June 25 - August 7, 2021
North Gallery
Corbett vs. Dempsey is thrilled to present Twin Voids, featuring recent work by Cauleen Smith and Shannon Stratton.
From a basic starting point in drawing, Smith and Stratton both began by working into existing printed images, painting over them in watercolor. In Stratton’s case, this involved old books of images of furniture, compendia of Victorian chairs and beds, their intricate ornament interrupted – in many cases frankly violated – by a swirling dark vortex. In some of the works, all made as part of what she calls “The Book of Voids, 2020,” the painted form droops from a wicker seat, elsewhere clumping off center on a sofa or vibrating like a forcefield in front of a credenza. Smith sees Stratton’s highly intuitive works as “a form of journaling,” perhaps a sort of brace against or chronicle of their desultory year. Strangely emotional, they contain a panoply of resonances out of scale with the simplicity of their conceptualization and execution. "The voids were records of the strangeness of both presence and absence when negotiating relationships of all kinds during an extended liminality," says Stratton.

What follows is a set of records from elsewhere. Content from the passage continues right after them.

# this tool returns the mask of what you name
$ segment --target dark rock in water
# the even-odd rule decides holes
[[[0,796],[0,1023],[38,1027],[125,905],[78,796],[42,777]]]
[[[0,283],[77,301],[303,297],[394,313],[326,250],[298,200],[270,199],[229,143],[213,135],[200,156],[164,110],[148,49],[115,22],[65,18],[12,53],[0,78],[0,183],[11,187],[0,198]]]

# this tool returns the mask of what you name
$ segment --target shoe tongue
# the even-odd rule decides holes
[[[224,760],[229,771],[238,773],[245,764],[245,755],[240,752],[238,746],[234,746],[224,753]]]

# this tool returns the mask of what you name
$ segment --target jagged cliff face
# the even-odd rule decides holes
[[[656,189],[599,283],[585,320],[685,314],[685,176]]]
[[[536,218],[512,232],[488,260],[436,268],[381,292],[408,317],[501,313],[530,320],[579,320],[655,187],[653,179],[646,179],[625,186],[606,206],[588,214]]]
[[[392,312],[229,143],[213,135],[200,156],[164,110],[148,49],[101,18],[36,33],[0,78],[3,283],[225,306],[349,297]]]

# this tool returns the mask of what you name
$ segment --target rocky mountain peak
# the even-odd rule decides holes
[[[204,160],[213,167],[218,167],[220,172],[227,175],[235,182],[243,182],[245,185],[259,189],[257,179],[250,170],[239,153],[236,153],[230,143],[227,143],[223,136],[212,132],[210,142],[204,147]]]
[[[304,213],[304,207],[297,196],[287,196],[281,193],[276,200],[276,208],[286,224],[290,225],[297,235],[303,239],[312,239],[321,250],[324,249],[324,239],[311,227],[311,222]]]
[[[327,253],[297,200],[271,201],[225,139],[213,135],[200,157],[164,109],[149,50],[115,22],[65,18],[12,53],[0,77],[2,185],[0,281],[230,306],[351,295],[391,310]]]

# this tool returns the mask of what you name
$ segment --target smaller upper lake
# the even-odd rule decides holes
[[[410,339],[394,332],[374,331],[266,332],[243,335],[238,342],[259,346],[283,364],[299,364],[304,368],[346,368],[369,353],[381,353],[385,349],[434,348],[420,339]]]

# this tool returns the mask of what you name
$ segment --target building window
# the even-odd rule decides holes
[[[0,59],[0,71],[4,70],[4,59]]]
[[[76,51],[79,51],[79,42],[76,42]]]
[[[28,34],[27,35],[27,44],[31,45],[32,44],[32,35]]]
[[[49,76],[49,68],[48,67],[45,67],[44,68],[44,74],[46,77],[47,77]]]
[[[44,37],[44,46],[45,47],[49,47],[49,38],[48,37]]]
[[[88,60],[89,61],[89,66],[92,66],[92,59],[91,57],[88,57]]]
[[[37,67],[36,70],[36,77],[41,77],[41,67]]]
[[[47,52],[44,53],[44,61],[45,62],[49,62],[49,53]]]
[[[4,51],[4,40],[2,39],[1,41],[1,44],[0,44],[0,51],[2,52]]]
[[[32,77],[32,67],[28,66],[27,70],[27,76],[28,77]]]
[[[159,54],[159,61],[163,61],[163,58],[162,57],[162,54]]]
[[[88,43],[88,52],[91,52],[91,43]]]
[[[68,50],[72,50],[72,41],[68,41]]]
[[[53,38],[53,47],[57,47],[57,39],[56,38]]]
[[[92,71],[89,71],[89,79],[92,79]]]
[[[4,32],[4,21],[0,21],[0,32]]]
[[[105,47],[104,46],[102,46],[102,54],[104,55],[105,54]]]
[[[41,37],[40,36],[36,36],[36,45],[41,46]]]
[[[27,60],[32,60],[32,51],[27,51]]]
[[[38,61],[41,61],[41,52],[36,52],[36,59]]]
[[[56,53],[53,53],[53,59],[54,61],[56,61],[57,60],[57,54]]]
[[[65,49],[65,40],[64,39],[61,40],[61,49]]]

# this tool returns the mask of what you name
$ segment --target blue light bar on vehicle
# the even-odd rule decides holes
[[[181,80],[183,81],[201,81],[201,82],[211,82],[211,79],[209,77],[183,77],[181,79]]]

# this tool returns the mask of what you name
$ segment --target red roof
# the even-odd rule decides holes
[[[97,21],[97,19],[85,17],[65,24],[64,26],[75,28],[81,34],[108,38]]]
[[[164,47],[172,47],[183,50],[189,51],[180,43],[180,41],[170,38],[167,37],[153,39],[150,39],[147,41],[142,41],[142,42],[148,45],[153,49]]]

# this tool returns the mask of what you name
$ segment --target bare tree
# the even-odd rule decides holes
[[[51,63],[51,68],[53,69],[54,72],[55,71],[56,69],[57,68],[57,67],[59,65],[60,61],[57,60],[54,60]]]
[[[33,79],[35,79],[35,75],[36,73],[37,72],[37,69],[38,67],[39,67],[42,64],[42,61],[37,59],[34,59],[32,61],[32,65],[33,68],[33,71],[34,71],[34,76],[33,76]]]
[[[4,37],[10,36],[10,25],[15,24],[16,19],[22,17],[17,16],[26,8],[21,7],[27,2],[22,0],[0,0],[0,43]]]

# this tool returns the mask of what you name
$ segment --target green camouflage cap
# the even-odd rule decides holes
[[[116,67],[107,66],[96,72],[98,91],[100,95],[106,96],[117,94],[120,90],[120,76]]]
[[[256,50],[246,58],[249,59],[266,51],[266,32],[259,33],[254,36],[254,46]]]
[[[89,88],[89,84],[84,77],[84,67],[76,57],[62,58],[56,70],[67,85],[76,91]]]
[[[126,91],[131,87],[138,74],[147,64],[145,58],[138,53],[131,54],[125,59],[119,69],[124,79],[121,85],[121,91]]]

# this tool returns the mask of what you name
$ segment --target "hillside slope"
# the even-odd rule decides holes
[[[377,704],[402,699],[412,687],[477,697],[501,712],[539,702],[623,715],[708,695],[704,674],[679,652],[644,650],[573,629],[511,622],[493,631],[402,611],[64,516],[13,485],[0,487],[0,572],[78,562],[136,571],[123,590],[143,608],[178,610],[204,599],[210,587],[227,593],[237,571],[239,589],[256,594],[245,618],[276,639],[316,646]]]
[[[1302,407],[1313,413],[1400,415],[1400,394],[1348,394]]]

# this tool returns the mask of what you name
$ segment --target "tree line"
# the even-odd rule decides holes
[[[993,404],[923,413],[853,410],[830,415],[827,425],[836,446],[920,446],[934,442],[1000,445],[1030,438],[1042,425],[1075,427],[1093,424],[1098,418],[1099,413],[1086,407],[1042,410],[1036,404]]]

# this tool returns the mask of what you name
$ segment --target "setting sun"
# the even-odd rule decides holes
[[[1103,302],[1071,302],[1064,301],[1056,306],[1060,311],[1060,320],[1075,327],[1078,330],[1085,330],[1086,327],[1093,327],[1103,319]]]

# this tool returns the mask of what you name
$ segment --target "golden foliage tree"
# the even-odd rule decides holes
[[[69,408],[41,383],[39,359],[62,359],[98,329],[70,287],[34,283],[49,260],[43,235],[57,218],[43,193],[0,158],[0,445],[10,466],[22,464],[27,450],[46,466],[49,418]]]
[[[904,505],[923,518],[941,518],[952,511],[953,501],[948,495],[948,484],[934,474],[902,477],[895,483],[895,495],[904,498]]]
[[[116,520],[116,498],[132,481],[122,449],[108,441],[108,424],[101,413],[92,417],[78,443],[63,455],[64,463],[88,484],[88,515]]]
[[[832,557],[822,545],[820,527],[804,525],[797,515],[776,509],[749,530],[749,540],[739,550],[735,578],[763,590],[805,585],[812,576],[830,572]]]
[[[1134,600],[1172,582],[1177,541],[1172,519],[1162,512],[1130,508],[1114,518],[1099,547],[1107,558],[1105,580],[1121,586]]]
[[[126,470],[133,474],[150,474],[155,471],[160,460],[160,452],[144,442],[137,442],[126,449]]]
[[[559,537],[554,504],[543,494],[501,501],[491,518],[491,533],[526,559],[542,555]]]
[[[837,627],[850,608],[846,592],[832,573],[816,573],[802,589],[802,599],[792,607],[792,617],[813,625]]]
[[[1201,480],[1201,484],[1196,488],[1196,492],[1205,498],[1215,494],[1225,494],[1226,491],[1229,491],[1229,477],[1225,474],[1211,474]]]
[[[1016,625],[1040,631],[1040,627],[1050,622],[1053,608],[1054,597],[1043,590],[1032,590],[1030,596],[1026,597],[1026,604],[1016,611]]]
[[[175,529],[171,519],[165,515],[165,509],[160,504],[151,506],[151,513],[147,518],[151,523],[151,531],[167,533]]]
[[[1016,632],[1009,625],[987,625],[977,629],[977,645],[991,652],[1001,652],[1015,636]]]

Smith’s pieces are what the artist calls “shelf drawings” – a group of small-scale wall-hanging sculptural objects that function as little curated dioramas in which a page from an architectural/home interior/furniture magazine creates a backdrop for staged objects, which are placed on a shelf at the base of the frame. Fantastic biomorphic and crystalline shapes are drawn into the dehumanized scenarios of the magazine, akin to Georges Hugnet’s surreal Spumifers – abstracted sci-fi personages sitting in mid-century modern swivel chairs and leather loveseats. The physical objects that offset these drawn interior scenes include actual crystals and rocks, along with other items like a dried corn cob and sticks of bright pastels. Smith says the shelf drawings are “an attempt to contain a complex tension between defacement and desire.” They describe a kind of fetishistic machine in which the photographic image is brought to a higher level of sensuality through defilement, further heightened by its proximity to actual reference objects, which are placed like iconic physical-visual captions – a key of sorts – for the 2-D drawn image above it.